Mickey is a young(ish) female police officer with a 4-year-old son. She can no longer rely on child support payments, so she struggles to pay the bills and find safe, affordable childcare while working her full-time job patrolling the streets of Kensington, Philadelphia. Mickey has a younger sister Kacey who has been homeless for years, addicted to various drugs, selling herself to get another fix. Kacey ‘works’ the same streets that Mickey does, so on occasion, Mickey has hauled Kacey in to the station herself, keeping their relationship a secret from the prying eyes of the other officers on the force. Caught between protecting her past and personal life, and navigating the stigma that surrounds the addicts on the streets, Mickey wants desperately to help her sister and still keep her job and son safe, but when Kacey goes missing and a string of murders hits the Kensington neighborhood, Mickey is forced to question who she can really trust as rumours about crooked cops persist.
I love a good mystery, but as I hinted above, this book is so much more than that. It’s dealing with a political hot-potato that divides many people: the treatment of addiction, addicts, the legalization of prostitution and its accompanying drug use, and its affects on the wider community. Mickey and Kacey are such different people, yet they come from the same broken home, and this undeniable connection works both for and against them. As the book continues, and some genius twists are revealed (I never saw them coming, and they made complete sense once revealed!) we learn how close Mickey and Kacey truly are, while we see different sides of people we once thought we could trust. Aside from exploring the depths of family bonds, this book also touches upon the fragility of child care in urban centers, the loneliness of being a single parent, and the tenuous line between love and reliance. Mickey is a complicated central character, yet she was so well-drawn that every aspect of her life seemed believable. At times it truly felt like no one could be trusted in this novel, even Mickey herself. It’s dark, but has such a finely-crated plot it is a pleasure to read.
Reading this book as a parent is especially difficult as child neglect seems to be a running theme. Mickey and Kacey’s mother dies of an overdose when her daughters are young, and they are taken into the care of their grandmother Gee, who is not only mourning the death of her own daughter but resentful of this new responsibility dumped in her lap. Fathers abandoning their kids happens generations after generation, and Mickey views the stable nuclear family as a different species, one she’s had little contact with. When she comes across a mother who refuses to let her kids eat McDonalds at a birthday party, Mickey is incredulous because she simply can’t fathom that type of motherly concern. In fact, Mickey is jealous of the kind of care this child is receiving, and the kind of love they are eliciting from another human being. Mickey loves her son, and is intent on giving him the life and care that she never received, but with little support, she’s forced to leave her child with a babysitter she knows isn’t the best, which makes my heart ache in a way it never could have before I had children myself.

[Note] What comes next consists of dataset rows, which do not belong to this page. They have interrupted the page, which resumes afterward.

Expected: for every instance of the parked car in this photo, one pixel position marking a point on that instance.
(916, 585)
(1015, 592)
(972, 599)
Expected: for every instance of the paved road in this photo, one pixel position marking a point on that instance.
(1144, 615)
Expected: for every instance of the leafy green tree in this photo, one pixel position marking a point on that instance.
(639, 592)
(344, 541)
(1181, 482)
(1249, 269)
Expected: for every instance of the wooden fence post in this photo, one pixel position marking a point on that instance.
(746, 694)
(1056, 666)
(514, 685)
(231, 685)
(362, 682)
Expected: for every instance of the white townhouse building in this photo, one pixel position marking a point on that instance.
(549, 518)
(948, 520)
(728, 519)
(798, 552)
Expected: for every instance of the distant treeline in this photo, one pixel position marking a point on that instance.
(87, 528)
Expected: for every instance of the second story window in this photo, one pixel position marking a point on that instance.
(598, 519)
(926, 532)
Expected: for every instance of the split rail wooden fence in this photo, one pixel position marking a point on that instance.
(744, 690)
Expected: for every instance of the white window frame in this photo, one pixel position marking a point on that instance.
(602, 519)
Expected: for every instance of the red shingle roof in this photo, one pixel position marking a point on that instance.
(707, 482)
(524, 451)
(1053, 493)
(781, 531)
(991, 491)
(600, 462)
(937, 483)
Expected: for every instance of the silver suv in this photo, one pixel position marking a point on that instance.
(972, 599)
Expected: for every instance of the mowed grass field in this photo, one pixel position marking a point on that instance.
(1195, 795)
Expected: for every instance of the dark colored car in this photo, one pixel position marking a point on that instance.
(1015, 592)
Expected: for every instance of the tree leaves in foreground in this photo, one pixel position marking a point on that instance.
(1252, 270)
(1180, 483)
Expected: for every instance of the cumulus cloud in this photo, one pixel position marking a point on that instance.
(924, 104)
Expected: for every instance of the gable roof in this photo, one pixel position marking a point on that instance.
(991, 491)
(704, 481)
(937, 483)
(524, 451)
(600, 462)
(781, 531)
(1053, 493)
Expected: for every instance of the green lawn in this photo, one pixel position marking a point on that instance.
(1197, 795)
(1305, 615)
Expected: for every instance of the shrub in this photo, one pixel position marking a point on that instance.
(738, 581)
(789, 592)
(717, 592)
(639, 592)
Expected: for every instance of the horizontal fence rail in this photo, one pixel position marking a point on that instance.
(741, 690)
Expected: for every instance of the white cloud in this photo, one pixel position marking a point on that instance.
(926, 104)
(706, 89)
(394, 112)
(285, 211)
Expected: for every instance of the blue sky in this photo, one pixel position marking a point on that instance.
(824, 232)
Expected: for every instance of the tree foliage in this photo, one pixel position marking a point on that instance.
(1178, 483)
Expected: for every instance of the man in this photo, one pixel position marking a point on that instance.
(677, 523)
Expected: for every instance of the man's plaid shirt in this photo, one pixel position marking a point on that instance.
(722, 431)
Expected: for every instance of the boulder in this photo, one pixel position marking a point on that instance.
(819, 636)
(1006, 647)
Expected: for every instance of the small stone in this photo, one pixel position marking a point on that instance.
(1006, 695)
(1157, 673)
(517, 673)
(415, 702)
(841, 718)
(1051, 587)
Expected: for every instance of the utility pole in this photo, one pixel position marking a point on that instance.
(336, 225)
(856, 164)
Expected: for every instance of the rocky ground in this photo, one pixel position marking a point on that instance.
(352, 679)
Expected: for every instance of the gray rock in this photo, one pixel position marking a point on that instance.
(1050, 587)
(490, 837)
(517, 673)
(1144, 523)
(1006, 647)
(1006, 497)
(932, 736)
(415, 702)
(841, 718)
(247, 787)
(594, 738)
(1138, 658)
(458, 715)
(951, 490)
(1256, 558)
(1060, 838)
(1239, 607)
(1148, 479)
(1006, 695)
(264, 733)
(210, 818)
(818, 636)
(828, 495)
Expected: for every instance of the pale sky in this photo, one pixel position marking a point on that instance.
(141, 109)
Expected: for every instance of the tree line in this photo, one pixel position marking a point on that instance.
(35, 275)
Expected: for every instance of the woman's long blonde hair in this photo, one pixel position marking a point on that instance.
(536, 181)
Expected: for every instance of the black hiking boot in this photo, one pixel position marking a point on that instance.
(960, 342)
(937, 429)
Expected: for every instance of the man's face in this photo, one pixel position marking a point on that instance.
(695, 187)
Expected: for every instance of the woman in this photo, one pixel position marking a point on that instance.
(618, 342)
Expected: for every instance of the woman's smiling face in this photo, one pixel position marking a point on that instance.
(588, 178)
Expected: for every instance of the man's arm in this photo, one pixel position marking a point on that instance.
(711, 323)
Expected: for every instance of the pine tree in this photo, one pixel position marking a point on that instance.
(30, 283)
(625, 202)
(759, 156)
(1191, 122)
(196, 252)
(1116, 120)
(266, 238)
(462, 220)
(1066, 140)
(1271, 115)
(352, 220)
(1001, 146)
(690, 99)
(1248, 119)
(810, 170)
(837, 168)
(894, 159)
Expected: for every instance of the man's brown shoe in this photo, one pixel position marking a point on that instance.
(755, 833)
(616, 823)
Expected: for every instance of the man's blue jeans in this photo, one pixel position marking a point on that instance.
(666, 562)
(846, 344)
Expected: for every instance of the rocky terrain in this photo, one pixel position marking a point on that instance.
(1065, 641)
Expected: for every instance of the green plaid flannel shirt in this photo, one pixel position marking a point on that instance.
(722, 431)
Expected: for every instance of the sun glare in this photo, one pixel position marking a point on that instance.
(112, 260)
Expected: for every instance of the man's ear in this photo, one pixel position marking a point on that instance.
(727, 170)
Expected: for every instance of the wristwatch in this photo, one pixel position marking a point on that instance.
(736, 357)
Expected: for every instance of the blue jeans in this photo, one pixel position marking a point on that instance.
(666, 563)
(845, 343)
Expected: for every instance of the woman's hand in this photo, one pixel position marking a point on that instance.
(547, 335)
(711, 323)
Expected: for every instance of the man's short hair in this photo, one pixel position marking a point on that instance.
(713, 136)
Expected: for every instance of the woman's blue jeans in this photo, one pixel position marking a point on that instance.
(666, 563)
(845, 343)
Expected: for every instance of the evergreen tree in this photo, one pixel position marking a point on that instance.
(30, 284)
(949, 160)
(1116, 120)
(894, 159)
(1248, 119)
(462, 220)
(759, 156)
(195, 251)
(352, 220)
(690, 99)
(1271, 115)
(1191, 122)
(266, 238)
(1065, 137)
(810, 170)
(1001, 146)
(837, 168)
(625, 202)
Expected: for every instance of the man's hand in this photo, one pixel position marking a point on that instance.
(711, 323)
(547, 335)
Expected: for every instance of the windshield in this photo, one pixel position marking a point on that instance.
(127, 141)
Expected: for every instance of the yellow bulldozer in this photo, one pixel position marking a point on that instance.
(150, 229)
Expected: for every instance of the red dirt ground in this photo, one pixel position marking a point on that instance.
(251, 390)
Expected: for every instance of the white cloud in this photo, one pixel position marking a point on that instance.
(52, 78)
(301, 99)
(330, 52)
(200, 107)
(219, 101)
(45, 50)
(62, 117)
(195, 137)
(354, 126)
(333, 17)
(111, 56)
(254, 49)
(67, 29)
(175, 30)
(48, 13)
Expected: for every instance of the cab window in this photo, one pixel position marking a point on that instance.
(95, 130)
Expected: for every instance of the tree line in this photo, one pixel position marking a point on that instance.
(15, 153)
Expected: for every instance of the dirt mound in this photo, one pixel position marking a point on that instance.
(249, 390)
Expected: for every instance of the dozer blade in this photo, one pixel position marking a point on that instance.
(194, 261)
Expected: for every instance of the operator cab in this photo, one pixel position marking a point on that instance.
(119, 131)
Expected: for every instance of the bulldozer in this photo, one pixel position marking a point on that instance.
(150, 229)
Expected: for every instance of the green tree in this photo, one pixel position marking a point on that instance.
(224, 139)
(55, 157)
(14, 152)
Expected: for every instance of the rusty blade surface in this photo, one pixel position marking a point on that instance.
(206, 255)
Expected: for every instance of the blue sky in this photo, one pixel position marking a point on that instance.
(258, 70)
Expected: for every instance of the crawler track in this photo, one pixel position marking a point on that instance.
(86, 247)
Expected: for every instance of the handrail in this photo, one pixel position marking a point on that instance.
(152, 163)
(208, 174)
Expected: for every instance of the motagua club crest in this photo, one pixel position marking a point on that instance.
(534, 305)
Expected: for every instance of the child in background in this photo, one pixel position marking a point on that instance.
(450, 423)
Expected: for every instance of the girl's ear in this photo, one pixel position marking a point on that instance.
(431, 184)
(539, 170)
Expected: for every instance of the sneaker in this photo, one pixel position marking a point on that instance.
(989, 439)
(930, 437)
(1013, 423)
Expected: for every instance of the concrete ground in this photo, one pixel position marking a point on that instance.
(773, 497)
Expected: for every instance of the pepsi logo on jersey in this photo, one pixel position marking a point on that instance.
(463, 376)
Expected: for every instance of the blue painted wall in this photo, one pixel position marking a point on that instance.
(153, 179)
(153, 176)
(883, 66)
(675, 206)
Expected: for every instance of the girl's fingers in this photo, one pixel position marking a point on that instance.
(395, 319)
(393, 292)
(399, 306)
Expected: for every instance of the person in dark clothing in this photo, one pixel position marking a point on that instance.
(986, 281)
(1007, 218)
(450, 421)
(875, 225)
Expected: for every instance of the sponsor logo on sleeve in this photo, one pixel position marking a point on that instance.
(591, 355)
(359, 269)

There is a moment near the beginning of the book where Mickey runs into an older, favourite teacher of hers while in uniform. As they come closer, Mickey recalls a particularly passionate speech this African-American woman once gave to her class about the L.A. Riots and their importance.
“–Michaela? she said, tentatively. Is that you?
After a pause, I replied, No.
Like I said: a coward. Unwilling to explain myself, to stand by my own decisions. I had never before been ashamed of being an officer. In that moment, for reasons I find difficult to explain, I was (p. 118).”
Although many would never admit it, I suspect many police officers have had this internal struggle at least once in their life, and no doubt this conflict may become more and more common as police brutality is further exposed and called out. I have a friend who is a police officer, and he’s one of the nicest people I know, but as we are all aware, there are bad apples everywhere, in all industries, that ruin it for the ‘good guys’ like my friend. The lack of women and masochistic atmosphere of policing seems to be the issues blamed in this book, but the way these ideas are presented is both intelligent and unbiased. Moore opens up the beginnings of a few conversations I suspect we will be having more and more these coming months and years, which is just one of the reasons you should read this nuanced book, a stand-out example of what the mystery genre should aspire to.